Stan techniczny ogólnie także nie jest taki zły, zapewne dlatego, że schron jest użytkowany jako magazyn i użytkownik dba o niego w miarę możliwości.
Przy drodze do schronu znajduje się dodatkowo zabytkowy przepust wodny do dawnego stawu bronowickiego, który znajdował się tuż przy obecnej ulicy Tetmajera.
Relikty stawu są jeszcze dostrzegalne choć porasta je już dość leciwy gaik.
Po obejrzeniu schronu należy się kierować w stronę głównego traktu przebiegającego przez Pasternik aby dotrzeć do skrzyżowania z ulicą Ojcowską.
Jedziemy potem ulicą Ojcowską na północ prawie do łączenia z ulicą Jasnogórską, nieopodal po prawej stronie znajduje się kolejny Schron Amunicyjny "Podchruście", który miał więcej szczęścia od fortu o tej samej nazwie ponieważ się zachował po dziś dzień.
Schron został wybudowany w latach 1913-1914.
Tu dla odmiany nie ujrzymy już płaszcza ziemnego, który został usunięty.
Za to zachowało się oryginalne wyposażenie pancerne i obiekt jest użytkowany jako magazyn.
Gdy przyjrzymy się elewacji możemy zaobserwować jak mocną zaprawę stosowała CK Armia.
Cegły kruszą się a zaprawa wydaje się lepiej znosić upływ czasu i warunki atmosferyczne.
Było to bolączką krakowskich komunistycznych barbarzyńskich "burzymurków", którzy zlecali rozbiórkę niektórych dość cennych obiektów krakowskiej twierdzy w latach 50-tych, rzekomo w celu pozyskania materiałów na odbudowę Warszawy czy tam budowę Nowej Huty.

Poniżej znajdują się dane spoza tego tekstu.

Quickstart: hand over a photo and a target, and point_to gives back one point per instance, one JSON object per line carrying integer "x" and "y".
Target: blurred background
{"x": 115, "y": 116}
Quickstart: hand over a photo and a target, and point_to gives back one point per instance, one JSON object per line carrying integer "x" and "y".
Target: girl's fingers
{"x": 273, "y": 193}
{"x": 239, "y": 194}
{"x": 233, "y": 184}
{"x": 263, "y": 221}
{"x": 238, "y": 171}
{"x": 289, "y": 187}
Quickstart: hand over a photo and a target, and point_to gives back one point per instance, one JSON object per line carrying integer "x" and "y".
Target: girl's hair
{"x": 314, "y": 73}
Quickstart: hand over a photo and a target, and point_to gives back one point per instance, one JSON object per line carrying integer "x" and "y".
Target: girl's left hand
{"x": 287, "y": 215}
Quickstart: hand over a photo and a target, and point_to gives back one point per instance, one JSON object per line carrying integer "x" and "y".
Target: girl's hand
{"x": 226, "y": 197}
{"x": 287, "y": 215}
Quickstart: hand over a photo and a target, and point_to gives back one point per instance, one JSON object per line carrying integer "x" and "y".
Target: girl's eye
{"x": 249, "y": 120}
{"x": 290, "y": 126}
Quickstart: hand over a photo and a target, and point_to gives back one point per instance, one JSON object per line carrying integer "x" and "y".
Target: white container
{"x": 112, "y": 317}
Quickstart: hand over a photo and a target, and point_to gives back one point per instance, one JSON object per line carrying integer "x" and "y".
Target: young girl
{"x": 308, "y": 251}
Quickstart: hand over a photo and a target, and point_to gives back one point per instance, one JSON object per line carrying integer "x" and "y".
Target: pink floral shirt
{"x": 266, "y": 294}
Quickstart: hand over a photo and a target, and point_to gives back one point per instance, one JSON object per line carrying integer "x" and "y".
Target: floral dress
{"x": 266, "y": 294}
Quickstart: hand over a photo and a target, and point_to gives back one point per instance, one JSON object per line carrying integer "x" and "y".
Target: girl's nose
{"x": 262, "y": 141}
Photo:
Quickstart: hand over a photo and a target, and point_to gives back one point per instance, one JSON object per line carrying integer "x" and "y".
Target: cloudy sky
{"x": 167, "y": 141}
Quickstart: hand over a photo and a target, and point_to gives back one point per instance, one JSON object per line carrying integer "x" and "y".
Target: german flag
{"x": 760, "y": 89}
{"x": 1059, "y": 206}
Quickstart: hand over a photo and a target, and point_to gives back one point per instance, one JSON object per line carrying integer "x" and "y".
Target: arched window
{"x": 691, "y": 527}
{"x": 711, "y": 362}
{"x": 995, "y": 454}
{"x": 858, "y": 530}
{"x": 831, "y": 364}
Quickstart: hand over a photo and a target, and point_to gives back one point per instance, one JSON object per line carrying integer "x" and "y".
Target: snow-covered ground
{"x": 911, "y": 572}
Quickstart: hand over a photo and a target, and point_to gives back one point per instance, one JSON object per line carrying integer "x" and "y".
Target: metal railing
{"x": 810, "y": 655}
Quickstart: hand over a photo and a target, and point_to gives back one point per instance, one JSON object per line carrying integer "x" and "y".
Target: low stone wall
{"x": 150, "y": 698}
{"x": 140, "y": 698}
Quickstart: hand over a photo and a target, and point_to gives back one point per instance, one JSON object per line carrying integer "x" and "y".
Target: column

Wiele z tych cegieł nie udało się odzyskać właśnie ze względu na doskonale trzymającą się zaprawę.
Następnym obiektem będzie Schron Amunicyjny "Tonie".
Aby go obejrzeć należy kierować się w kierunku Toń ulicą Gaik.
Schron znajduje się po lewej stronie ulicy Na Zielonki i jest dość dobrze widoczny.
Jest "wtulony" w nasyp ziemny, przez co wygląda dość tajemniczo.
W tym przypadku niestety nie zachowały się elementy pancerne, ale z racji tego, że schron jest użytkowany zachowały się okratowania, które są zamknięte, przez co schron również jest niedostępny do zwiedzania.
Tym razem niedaleko znajduje się kolejny, ostatni już schron z IV Obszaru Warownego, mianowicie wybudowany w latach 1913-1914 Schron Amunicyjny "Pękowice".
Do tego schronu możemy sobie już swobodnie wejść, jeśli oczywiście, ktoś lubi wchodzić do takich obiektów.
Oczywiście jak przy każdym zwiedzaniu dostępnych obiektów Twierdzy Kraków uczulam o konieczności posiadania odpowiedniego wyposażenia (wygodnego obuwia, najlepiej o twardej podeszwie oraz latarki).
Proszę także uważać na głowę i gdzie stawia się kolejne kroki!
W miarę możliwości warto zwiedzać takie obiekty z osobą towarzyszącą dla zwiększenia bezpieczeństwa.
Schron Amunicyjny "Pękowice" zachował się niestety w fatalnym stanie.
Wewnętrzne ściany są okopcone, elementy pancerne rozkradzione i w środku jest trochę śmieci.
Dodatkowo jego przyszłość zarówno jak pobliskiego Czerwonego Mostu i Baterii B-44-5 jest mocno niepewna w obliczu budowy północnego odcinka obwodnicy Krakowa.
Miejmy nadzieję, że obiekty te zostaną w jakiś sposób zachowane, ponieważ stanowią unikalne dziedzictwo historyczne i zbyt dużo zła zostało już wyrządzone krakowskim fortyfikacjom w czasach pokoju.
Tuż obok schronu znajduje się wspomniany już Czerwony Most, który zarówno jak drugi Diabelski Most przy alei Waszyngtona, był dwupoziomowym skrzyżowaniem dróg fortecznych, ułatwiający przegrupowanie wojsk ze sprzętem.
Jest to najstarszy z omawianych w tym wpisie obiektów, ponieważ powstał przed 1900 rokiem.
Na Czerwonym Moście kończymy naszą wycieczkę i mam nadzieję, że kiedyś wrócimy w te rejony przy okazji opisywania pobliskich fortów oraz baterii sprzężonych.